I think I have got my head mostly around the difference, but if I am correct, then this should be correct also:
1.)
char *string1 = (char*) malloc(runtime_determined_number);
2.)
char string2val[runtime_determined_number];
char *string2 = &string2val;
Here I would expect string1 and string2 to be the same, is this the case?
string1 and string2 are not pointed to the same memory area
string1 is a pointer pointing to a char array allocated dynamically with malloc
string2 is a pointer pointing to a char array allocated statically
They both point to uninitialized blocks of memory of the same length. So in that respect they are the same, yes.
Note that in case 1, you are responsible for freeing the memory once you're finished. And in case 2, you can't safely return the pointer from a function as the memory will go out of scope on exit.
Using malloc you are asking the OS for memory during runtime. If malloc succeeded you are able to work with the allocated memory. You must deallocate this memory later on!

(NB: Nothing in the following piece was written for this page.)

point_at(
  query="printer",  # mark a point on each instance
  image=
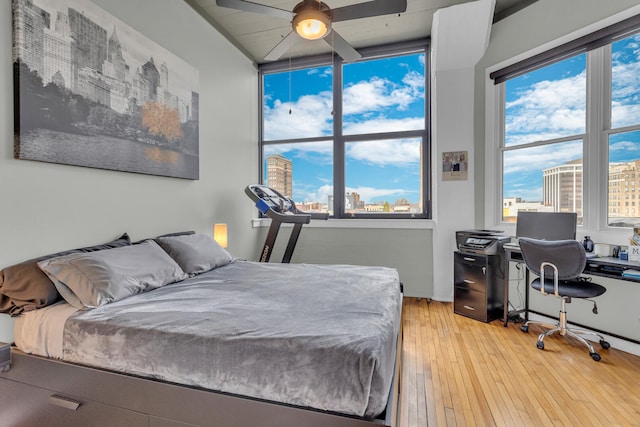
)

In your second part you are creating a char-array and then assign its address to a pointer. In this case the memory is taken from the stack and will be freed automatically when the array goes out of scope.
Your char*s won't be the same as they will be pointing to different locations in memory. There is aminor chance they contain the same garbage as you have not initialized them...
They are similar in that they have the same type and have at least runtime_determined_number bytes allocated for them.
They are different in that:
the first version requires an explicit free() to avoid a memory leak;
the lifetime of the two objects may or may not be the same.
Note that the second version is only valid in C99, since it makes use of a variable-length array.